I’ve been wondering what to write on my blog recently. As you can tell, I’m not really a very good blogger and should probably give the whole thing up. But then I’m also trying not to be a quitter so I’m going to press on.
The other day I was have a bit of a panic about having to get on a train and potentially stand up in a big group of people for an hour or so and I thought perhaps I should write about that. My anxiety that is, not my train journey.
I’ve had anxiety problems/issues/episodes (? whatever you want to call it anyway) for just under 5 years now. I’m not going to whinge about it on here, that wasn’t the plan. I just think that it affects an awful lot of people but it’s also embarrassing so people don’t really talk about it.
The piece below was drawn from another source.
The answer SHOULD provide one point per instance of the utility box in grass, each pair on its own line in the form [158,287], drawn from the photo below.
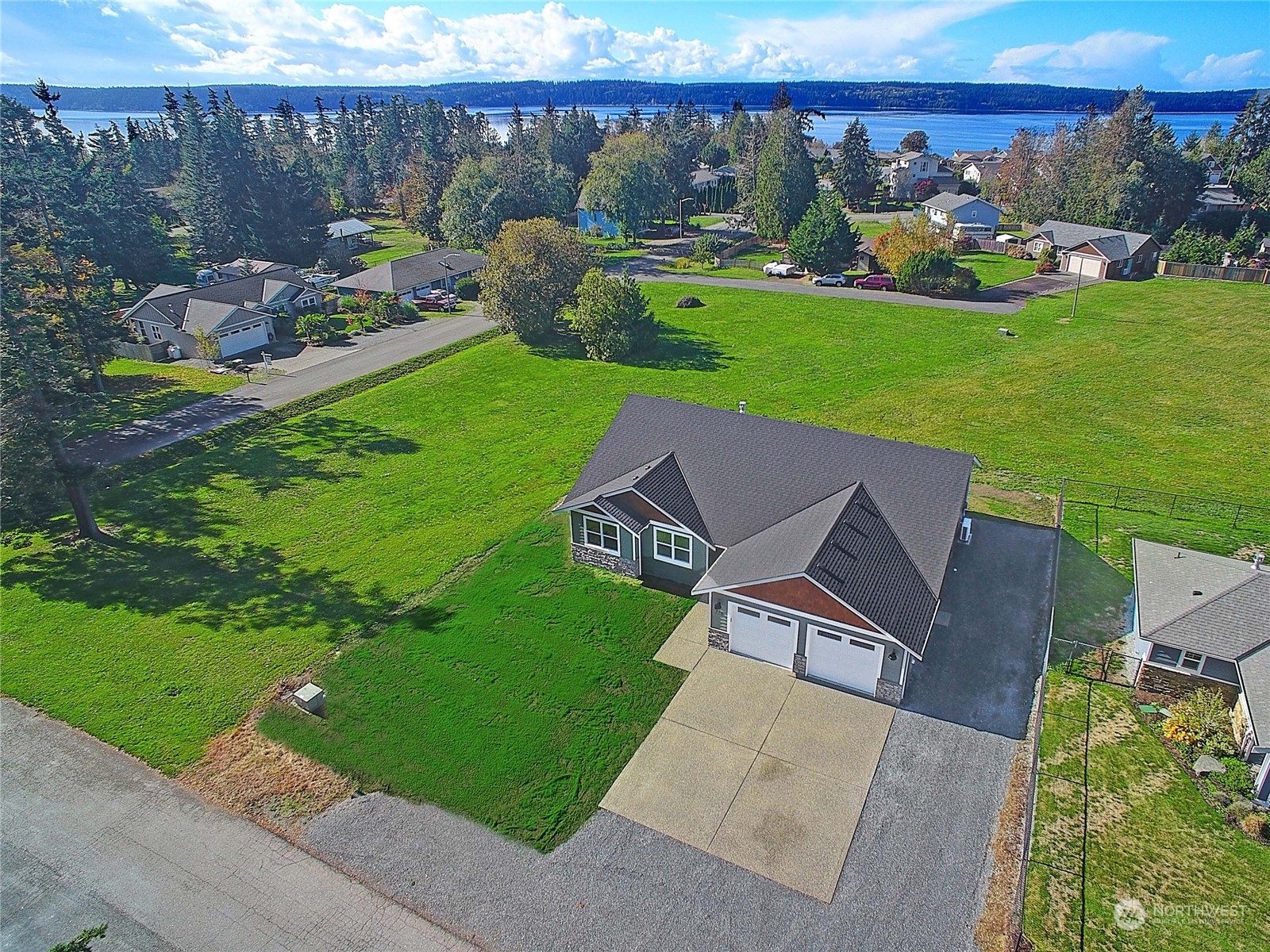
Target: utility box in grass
[310,698]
Anyway, a few years ago I started having ‘funny turns’ (at your grandma would call them) on the bus when I was going to Haxby to see Duncan. I assumed I had low blood pressure; I could feel myself going pale and clammy, then I felt like I was going to either pass out or throw up. Once or twice I had to get off the bus and wait for the next one. We’re not talking crowded buses either. I went on for a while assuming they were because I was too hot, or hungry, or tired or any number of other things. Then one day I was chatting to my mum about it and she (being a psychotherapist and well versed in such matters) asked if I’d thought about the possibility that they were panic/anxiety attacks?
I hadn’t. But from then on I started to see patterns and it turned out that’s what it was. Unfortunately it’s a real double-edged sword. I would see patterns, then anticipate a panic attack, then I’d have one because I’d been worrying about having one. And that’s the vicious circle that I’ve struggled with ever since. I don’t see myself as an anxious person, but these anxiety attacks turned me into one. For a while I avoided an awful lot of everyday situations; I’d end up having to leave the queue in Tesco because I thought I was going to faint, I avoided getting the bus and I never went to the bar if it was busy. It was a pain in the arse, but you kind of figure that it’s a lot less of a pain than passing out in the middle of a shop/bar/on a bus etc…
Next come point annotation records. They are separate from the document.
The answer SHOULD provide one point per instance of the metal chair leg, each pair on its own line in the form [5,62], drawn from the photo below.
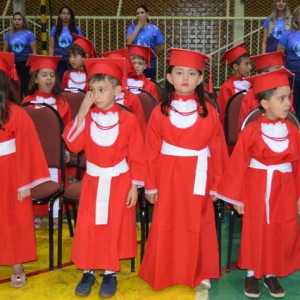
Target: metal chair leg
[230,239]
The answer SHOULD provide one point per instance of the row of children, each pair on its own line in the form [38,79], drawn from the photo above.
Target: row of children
[184,165]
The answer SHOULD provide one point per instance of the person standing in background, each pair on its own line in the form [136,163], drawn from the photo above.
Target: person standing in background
[21,42]
[275,25]
[146,34]
[61,38]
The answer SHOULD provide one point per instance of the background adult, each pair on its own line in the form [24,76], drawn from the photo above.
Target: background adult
[146,34]
[22,42]
[275,25]
[61,37]
[290,44]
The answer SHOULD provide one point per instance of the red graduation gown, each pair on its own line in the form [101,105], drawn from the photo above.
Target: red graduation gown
[182,245]
[24,168]
[272,248]
[102,246]
[63,106]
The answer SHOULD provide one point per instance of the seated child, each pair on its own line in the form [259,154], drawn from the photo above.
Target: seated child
[126,97]
[113,144]
[239,59]
[76,78]
[262,182]
[263,63]
[140,57]
[44,87]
So that went on for a while and in the end I upset a few friends and risked losing some others. Because of course I didn’t actually tell them why I wasn’t coming out; I thought it sounded ridiculous, especially when my only symptoms were that feeling where you don’t feel like you’re in your body (yes, it’s a real one) and feeling like I couldn’t swallow properly (check out all the other exciting symptoms here). And in the end I decided that this was getting a bit ridiculous. I had (and still have) a lot of things that I wanted to do with my life and I was being crap and not doing any of them. So I decided to try to sort it out. But that is a story for another day, if you want to hear it. Probably tomorrow, or if not then the weekend.